4.3.2 Correlation Analysis
Both human gene RPKM (HGNC symbols or Ensembl ID if HGNC symbol did not exist for a given reference transcript) and viral rate (v/h) for all HPV full genome or HPV16 individual transcripts were included in one Excel file. R was then used to compare every human gene RPKM value to every viral rate through a parallel processing script across all analysis pairs. For every pair, a corresponding correlation and p value of correlation was output, and those which were significant (p < 0.05) were also output into a separate sheet. GO analysis was performed through Metascape either as single analysis for direct or inversely correlated with HPV16 genome only, or using the “Multi-Gene List” feature for all directly or inversely correlated transcript genes. Further generation of the Pyramid plot, radar charts, individual correlation plots, or panel correlation plots was performed through Python. Individual plots available on request.
Author Contributions
Anju Bansal, Nilam Sanjib Banerjee, and Kevin J. Maroney conceptualized and designed the study. Kevin J. Maroney, Sadeep Shrestha, Nilam Sanjib Banerjee, Staci L. Sudenga, Sameer Al Diffalha, and Yuanfan Ye curated data and/or performed formal data analysis. Sadeep Shrestha, Kevin J. Maroney and Yuanfan Ye acquired funding. Anju Bansal, Sadeep Shrestha, and Nilam Sanjib Banerjee supervised the study and contributed to manuscript preparation. All authors reviewed and edited the manuscript.
Acknowledgments
We thank all study participants from the UAB 1917 Clinic. We also thank the UAB Research and Informatics Service Center (RISC) for data access. This research was supported by the Tissue Procurement Shared Resource of the O'Neal Comprehensive Cancer Center (P30CA013148)/UAB-Tissue Biorepository (UAB-TBR). This work was also supported by the Quetelet Endowed Professorship Research Fund (SS).
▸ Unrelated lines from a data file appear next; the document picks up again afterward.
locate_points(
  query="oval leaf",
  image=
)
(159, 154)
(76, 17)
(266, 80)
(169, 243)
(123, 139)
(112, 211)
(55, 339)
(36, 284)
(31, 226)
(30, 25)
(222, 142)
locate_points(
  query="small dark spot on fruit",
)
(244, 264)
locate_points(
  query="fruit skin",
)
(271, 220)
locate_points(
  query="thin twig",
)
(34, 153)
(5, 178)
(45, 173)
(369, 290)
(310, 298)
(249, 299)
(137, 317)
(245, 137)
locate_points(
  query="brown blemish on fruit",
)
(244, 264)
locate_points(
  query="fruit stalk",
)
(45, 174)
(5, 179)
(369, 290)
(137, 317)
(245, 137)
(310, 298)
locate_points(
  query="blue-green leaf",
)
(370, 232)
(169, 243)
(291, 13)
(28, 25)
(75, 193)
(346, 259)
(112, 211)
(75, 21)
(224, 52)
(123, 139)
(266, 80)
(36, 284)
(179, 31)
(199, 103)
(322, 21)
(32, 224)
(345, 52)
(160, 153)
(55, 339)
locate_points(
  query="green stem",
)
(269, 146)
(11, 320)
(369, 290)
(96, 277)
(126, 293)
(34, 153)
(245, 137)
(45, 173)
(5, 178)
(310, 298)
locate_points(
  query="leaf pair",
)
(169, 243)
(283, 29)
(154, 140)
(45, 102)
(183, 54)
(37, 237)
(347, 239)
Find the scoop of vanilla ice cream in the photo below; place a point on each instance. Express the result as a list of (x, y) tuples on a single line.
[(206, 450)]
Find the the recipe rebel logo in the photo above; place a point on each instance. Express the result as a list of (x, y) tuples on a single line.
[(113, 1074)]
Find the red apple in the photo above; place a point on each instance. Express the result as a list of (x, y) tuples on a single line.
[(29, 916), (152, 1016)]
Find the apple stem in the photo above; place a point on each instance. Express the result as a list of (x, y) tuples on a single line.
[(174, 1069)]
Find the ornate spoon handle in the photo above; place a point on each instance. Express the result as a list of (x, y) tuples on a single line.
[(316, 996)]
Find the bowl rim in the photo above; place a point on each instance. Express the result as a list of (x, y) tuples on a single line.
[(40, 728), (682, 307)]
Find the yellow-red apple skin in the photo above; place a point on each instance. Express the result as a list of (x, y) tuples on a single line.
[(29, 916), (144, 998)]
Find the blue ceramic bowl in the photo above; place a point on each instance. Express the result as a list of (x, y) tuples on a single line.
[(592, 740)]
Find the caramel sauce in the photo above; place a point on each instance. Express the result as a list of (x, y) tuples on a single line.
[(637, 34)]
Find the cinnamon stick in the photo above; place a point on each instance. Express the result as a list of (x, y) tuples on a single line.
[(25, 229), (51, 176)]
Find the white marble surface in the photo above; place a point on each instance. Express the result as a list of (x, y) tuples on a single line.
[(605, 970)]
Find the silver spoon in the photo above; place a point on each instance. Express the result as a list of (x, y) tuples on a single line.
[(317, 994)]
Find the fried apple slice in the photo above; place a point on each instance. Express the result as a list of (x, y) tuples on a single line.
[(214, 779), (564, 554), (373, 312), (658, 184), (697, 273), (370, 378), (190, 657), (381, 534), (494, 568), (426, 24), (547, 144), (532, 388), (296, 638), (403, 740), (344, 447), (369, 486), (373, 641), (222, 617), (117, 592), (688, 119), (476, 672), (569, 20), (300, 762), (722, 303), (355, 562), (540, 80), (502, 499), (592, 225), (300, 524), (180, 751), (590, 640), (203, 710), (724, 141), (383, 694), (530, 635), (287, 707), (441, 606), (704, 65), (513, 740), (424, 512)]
The UAB Centers for AIDS Research supported K.M. and Y.Y. for the anal cancer research (P30 A1027767 and the 2018 World AIDS Day Poster Award respectively). A.B. is supported by National Institute of Dental and Craniofacial Research (R01 DE033864) and S.L.S. is supported by the National Cancer Institute (K07 CA225404).
Conflicts of Interest
S.L.S. reports personal fees from Merck outside the submitted work. The other authors declare no conflicts of interest.
Open Research
Data Availability Statement
All raw fasta files, as well as processed data, are available through the Gene Expression Omnibus (GEO) repository (Accession number: GSE293618). Additional data including HPV type/transcript rates as well as correlation and significance values of the correlation analysis are available upon request.